Chapter Three will present my thesis aims in identifying whether LXA4 plays a role during autoimmune uveitis pathogenesis and dissecting the mechanism in which LXA4 modulates disease. Data from my thesis project showed in vivo generation of LXA4 was significantly downregulated in the draining lymph nodes at peak uveitis. Mice lacking 5-lipoxygenase (5-LOX), the rate-limiting enzyme for LXA4 production, exhibited aggravated disease. Ccr7 expression was downregulated in CD4+ T cells of LXA4 deficient mice while glycolytic responses of these T cells were enhanced, resulting in elevated IFN- production and migration of effector CD4+ T cells to the eye. Conversely, LXA4 treatment of immunized mice ameliorated disease. The findings underscore the importance of the LXA4 circuit in guiding adaptive T cell function in autoimmunity, and uncover a novel mechanism of LXA4 regulation in T cell effector function and trafficking from peripheral lymph nodes to the site of inflammation.

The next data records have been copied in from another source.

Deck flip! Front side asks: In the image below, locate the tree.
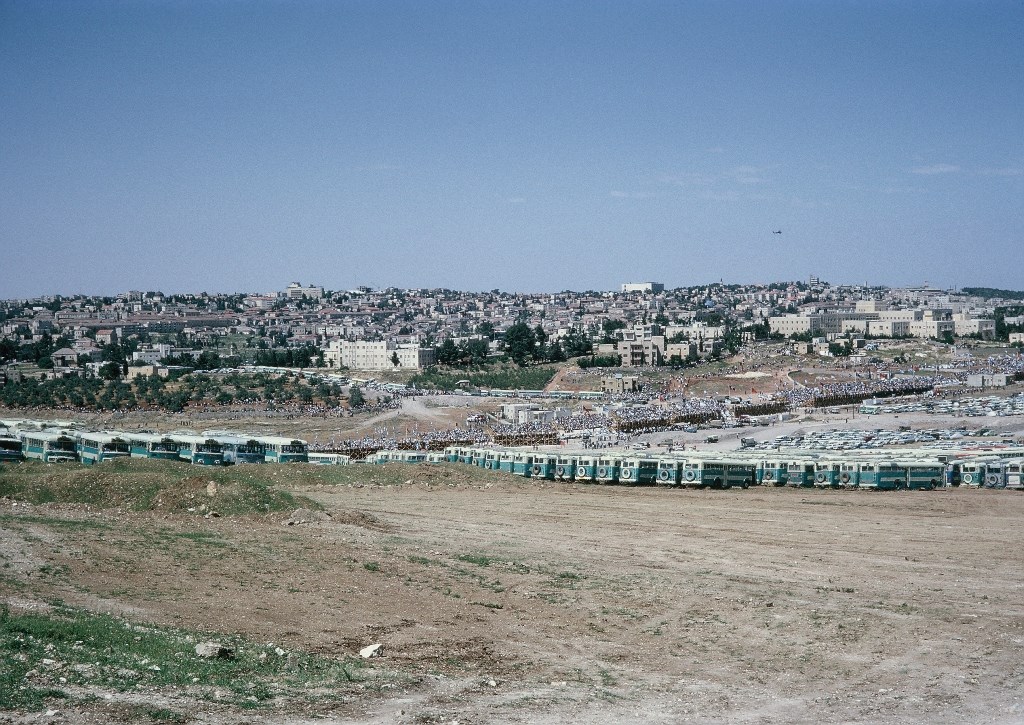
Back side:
[505,323,537,367]
[99,360,121,380]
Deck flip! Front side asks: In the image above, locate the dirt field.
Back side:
[0,465,1024,723]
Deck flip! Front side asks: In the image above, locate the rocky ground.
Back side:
[0,464,1024,723]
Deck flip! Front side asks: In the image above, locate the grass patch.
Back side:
[0,606,395,722]
[0,458,321,516]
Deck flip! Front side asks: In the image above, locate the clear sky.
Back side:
[0,0,1024,298]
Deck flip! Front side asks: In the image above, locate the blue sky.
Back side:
[0,0,1024,298]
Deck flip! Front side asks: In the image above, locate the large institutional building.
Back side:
[324,340,435,370]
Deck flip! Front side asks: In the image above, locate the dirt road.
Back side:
[3,465,1024,723]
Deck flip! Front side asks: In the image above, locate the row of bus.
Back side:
[0,428,309,466]
[0,421,1024,489]
[421,446,1024,489]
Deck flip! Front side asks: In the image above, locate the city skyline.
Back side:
[0,2,1024,298]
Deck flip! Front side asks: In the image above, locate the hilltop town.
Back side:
[0,278,1024,385]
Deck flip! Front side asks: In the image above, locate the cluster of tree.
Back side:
[0,376,138,411]
[436,338,488,368]
[505,323,568,366]
[961,287,1024,300]
[992,306,1024,340]
[255,345,324,368]
[160,350,242,370]
[436,323,592,368]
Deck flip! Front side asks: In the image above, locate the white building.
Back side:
[324,340,435,370]
[623,282,665,295]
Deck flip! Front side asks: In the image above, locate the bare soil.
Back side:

Chapter Four demonstrates a novel neuroprotective role of astrocyte-secreted lipoxins A4 and B4 in retinal neurodegeneration. Lipoxins’ anti-inflammatory functions are well established, but they have not been shown to impact neuronal survival. In this project, we determined that LXA4 and LXB4 are synthesized in the inner retina in health, but their endogenous formation becomes reduced following injury. Lipoxin treatment provided neuroprotection following acute injury, while inhibition of the LXA4 pathway exacerbated injury-induced neuronal death. These results identified lipoxins as important neuroprotective factors that maintain neuronal homeostasis and inflammation in the central nervous system (CNS).
In the last chapter, I will conclude with the main findings from my projects and suggestions for future studies on lipid mediators. In this dissertation, we demonstrate the indispensable roles of lipoxins in maintaining homeostasis and mediating inflammatory responses, and their abilities in fine-tuning cellular responses to control the duration and amplitude of inflammation.